Sager: Das finde ich doch sehr übertrieben. Schließlich gibt es immer irgendwelche kleinen Schwierigkeiten in der Politik.

SPIEGEL ONLINE: An Obrigheim wäre fast der Koalitionsvertrag gescheitert. Das ist doch keine Kleinigkeit.

Sager: Natürlich finden wir Obrigheim sehr ärgerlich. Da gibt es überhaupt kein Vertun. Aber das muss vor allem die SPD gegenüber ihren Wählern vertreten. Und das wird ihr nicht leicht fallen, denn die SPD-Wähler wollen auch den Atomausstieg und haben wenig Verständnis dafür, warum jetzt ein Energieunternehmen in Baden-Württemberg vom Kanzler eine Extrawurst gebraten bekommt. Das ändert jedoch nichts daran, dass der Koalitionsvertrag eine gute Arbeitsgrundlage ist.

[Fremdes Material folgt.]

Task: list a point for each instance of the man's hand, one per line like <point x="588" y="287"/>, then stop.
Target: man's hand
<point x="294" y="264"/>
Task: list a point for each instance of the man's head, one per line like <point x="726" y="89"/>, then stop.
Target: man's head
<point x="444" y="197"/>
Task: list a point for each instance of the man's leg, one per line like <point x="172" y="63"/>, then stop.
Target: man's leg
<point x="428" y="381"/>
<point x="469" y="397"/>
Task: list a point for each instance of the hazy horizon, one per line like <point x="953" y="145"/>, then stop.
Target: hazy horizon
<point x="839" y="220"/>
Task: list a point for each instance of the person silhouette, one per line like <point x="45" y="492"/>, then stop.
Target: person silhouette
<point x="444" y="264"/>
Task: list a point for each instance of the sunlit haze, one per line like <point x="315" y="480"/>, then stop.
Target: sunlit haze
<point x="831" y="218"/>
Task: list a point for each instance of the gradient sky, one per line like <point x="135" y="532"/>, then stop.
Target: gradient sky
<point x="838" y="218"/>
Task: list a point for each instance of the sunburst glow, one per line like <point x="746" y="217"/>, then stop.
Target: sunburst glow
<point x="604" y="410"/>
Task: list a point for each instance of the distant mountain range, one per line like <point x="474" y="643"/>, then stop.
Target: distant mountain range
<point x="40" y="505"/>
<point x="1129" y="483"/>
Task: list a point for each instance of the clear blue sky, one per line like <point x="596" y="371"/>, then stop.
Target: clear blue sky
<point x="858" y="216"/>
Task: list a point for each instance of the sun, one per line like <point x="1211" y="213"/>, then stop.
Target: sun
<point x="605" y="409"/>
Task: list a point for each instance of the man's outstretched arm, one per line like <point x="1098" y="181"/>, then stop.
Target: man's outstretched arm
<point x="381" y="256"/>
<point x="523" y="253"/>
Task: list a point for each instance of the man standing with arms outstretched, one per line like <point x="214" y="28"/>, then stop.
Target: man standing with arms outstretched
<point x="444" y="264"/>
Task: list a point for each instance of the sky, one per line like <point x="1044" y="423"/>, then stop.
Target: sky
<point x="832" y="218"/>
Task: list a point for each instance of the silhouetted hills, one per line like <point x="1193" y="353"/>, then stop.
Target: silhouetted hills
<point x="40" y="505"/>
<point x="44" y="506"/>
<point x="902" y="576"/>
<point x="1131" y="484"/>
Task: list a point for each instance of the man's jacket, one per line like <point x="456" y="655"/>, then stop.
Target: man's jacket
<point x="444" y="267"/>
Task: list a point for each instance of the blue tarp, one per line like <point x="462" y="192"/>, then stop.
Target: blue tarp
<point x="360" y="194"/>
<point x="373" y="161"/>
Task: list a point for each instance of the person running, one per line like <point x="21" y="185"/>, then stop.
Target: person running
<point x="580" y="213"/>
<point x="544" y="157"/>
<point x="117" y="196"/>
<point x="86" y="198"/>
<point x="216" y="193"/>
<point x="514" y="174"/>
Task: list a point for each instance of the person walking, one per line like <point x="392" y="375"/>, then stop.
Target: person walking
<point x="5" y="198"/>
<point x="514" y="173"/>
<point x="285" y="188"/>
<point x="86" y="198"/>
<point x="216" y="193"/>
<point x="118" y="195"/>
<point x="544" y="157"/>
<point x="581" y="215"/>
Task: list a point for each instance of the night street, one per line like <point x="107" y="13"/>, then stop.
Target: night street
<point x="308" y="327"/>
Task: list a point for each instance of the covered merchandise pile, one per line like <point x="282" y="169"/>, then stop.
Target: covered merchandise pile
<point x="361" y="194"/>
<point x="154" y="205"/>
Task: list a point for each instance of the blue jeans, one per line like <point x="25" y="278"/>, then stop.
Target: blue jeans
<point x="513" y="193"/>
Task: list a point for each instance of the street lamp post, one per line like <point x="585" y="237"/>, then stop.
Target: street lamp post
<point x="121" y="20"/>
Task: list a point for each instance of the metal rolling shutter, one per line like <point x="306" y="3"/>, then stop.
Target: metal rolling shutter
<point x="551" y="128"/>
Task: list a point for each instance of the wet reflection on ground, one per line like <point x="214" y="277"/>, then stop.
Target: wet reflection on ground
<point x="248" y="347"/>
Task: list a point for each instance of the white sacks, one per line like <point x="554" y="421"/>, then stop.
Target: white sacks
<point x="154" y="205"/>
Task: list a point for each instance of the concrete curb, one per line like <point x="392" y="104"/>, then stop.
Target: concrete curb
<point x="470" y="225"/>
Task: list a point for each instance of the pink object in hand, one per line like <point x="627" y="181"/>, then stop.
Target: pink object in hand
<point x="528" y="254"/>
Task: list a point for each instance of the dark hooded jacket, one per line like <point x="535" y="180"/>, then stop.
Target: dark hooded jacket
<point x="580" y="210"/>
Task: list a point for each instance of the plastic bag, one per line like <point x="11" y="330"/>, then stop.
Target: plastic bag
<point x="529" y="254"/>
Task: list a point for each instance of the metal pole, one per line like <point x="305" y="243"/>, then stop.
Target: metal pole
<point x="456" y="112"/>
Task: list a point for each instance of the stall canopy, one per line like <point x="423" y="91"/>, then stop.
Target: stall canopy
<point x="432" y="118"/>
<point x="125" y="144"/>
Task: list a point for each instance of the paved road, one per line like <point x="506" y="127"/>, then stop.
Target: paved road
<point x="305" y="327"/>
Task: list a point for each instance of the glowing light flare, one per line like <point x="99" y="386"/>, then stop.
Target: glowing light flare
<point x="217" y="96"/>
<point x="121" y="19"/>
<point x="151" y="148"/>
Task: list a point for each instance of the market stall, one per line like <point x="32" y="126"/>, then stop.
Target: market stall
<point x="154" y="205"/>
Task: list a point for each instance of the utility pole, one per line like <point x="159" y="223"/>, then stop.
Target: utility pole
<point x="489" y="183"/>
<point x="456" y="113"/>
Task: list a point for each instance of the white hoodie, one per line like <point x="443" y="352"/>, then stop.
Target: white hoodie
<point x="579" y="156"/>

SPIEGEL ONLINE: Aber wie grün ist denn dieser Vertrag? Außer ein paar zusätzlichen Kompetenzen für die ohnehin schon grünen Ministerien haben Sie doch nicht viel rausgeholt?

Sager: Für die Grünen gibt es deutlich verbesserte Handlungsmöglichkeiten bei Kernthemen wie Verbraucherschutz, Klimaschutz, ökologische Modernisierung, aber auch bei so wichtigen Themen wie Integration. Dann ist da das Informationsfreiheitsgesetz, das Antidiskriminierungsgesetz. Auch im Bereich der Bundeswehrreform und der Wehrpflicht haben wir den Fuß in die Tür bekommen. Und vor allem: Deutschland muss endlich ein kinderfreundliches Land werden. Dafür haben wir mit der Verbesserung der Kinderbetreuung für die unter Dreijährigen und mit unserer Vereinbarung zu den Ganztagsschulen den Grundstein gelegt.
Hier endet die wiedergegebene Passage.